De Medellín vuelven a mi hamaca los ecos y las Martas domesticadas en Marticas. Los
diminutivos le imponen un halo de
ternura a sus caras formidables y me relajan. Martica Hincapié, buena
amiga, ex-abogada pero siempre litigante, documentalista y bailarina, inteligente,
picara y risueña en casi todos mis recuerdos; Martica Ramírez, dibujante y criticona, peluda, contundente, cantaletosa y
genial en casi todos mis recuerdos… en casi todos.
Mi hamaca en Santa Marta quisiera continuar meciéndose con la
materia dispersa de aquel nombre y extraerle un sentido más eólico a sus sílabas. Encontrarle un
gentilicio o tallarle un epitafio.
Aquí nacieron las Martas o aquí yacen todas ellas. Martas Santas, putas
Martas, Martas las hacendosas, las
artistas, las inútiles, las bondadosas, las pirañas. El vaivén del viento
zarandea mi columpio y en el vaivén de los días sobrevuelo el Mar de Marta, los
mares de Santas Martas, la Marta del marsupial, de la martucha y la martilla, del
martirio y las martejas. Mares de mareadas, de Martas, marimondas y santorales,
de Martas y martejas y martillos.
Hoy
es martes. Ha caído la tarde y en el firmamento oscuro refulge un planeta:
marte. La vocal A comienza a
entregar su dominio territorial. La E invade sin sobreexponer su integridad, de
manera sencilla lanza frases, juguetitos, triquiñuelas.
Vuela, vuela con Marta a marte todos los martes.

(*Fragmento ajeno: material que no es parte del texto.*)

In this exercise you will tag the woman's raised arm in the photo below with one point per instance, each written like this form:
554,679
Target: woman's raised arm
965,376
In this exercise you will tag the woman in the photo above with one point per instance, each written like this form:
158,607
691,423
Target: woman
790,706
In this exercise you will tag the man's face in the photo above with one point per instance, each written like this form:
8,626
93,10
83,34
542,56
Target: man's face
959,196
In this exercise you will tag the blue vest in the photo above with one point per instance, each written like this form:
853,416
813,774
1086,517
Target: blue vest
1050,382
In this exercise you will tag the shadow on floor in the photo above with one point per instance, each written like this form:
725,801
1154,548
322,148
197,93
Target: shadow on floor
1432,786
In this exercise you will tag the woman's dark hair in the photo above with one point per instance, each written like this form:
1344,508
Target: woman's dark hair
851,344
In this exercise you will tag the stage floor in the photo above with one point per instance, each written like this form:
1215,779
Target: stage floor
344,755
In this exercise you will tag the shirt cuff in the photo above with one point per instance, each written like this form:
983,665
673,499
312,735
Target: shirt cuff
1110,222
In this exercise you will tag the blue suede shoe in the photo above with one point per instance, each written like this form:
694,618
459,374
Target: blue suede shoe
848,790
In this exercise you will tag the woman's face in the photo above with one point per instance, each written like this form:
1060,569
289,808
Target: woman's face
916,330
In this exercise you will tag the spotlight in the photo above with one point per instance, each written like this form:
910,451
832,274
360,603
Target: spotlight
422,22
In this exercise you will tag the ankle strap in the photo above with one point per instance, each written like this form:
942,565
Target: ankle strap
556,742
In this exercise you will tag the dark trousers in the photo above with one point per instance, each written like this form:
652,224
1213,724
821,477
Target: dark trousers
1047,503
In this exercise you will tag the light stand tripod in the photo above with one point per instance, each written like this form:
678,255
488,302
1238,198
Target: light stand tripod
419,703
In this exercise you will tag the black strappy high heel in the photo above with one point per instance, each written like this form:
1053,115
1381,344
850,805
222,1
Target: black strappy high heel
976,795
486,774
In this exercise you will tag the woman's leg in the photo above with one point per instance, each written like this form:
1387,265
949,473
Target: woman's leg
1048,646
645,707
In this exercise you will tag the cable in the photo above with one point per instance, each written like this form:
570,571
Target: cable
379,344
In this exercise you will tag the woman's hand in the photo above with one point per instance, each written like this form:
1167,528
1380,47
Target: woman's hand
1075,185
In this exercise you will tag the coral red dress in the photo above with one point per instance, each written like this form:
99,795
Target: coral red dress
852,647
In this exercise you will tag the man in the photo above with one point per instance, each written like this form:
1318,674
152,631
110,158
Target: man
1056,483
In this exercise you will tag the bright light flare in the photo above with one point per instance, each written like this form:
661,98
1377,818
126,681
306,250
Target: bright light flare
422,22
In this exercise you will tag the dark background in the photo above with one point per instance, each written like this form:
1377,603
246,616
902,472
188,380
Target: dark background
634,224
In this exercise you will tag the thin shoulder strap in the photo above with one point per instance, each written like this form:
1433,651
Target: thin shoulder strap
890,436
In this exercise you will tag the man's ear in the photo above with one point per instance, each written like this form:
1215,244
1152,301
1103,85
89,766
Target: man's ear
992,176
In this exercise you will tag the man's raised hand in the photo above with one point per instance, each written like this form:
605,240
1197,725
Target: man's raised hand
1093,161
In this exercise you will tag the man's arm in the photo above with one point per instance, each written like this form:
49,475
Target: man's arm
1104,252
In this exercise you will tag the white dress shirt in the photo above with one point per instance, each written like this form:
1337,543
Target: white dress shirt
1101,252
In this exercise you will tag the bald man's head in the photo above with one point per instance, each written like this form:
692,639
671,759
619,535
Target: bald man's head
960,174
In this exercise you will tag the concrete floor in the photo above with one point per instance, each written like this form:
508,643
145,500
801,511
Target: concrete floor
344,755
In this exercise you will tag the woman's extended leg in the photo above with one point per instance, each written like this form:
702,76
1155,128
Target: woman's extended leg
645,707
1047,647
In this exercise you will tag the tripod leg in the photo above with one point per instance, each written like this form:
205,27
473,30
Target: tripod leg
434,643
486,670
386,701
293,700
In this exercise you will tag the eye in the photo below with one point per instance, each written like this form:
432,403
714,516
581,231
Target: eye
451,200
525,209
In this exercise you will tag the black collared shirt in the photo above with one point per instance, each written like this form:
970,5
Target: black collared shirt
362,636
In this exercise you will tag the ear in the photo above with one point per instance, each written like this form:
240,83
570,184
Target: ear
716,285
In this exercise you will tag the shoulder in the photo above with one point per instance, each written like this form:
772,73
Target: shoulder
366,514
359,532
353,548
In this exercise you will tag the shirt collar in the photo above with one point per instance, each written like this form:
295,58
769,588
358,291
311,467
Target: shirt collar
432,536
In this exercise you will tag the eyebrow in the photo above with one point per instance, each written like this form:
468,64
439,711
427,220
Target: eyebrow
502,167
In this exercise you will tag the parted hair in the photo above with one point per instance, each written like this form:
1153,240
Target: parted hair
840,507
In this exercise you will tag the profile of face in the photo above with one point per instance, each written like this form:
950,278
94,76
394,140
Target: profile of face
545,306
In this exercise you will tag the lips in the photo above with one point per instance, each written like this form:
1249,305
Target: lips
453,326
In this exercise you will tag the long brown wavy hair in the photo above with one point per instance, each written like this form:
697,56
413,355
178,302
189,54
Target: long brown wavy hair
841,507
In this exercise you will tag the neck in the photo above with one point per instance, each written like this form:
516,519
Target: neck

“Marta es también el nombre de un bello animal de la
familia de los mustélidos que vive en los árboles. Es carnívoro, de cabeza
pequeña, cuerpo delgado, cola larga y pelaje suave y espeso, es feroz y
salvaje. Se alimenta de pájaros, huevos y ardillas. Su piel es sumamente
apreciada por su suavidad. En esta mascota tienen las que lucen el nombre de
Marta, la cara opuesta de la humilde y servicial Santa Marta, que bueno es
disponer de ambos modelos.
Diego García Moreno-
Santa Marta, Colombia, marzo de 2018.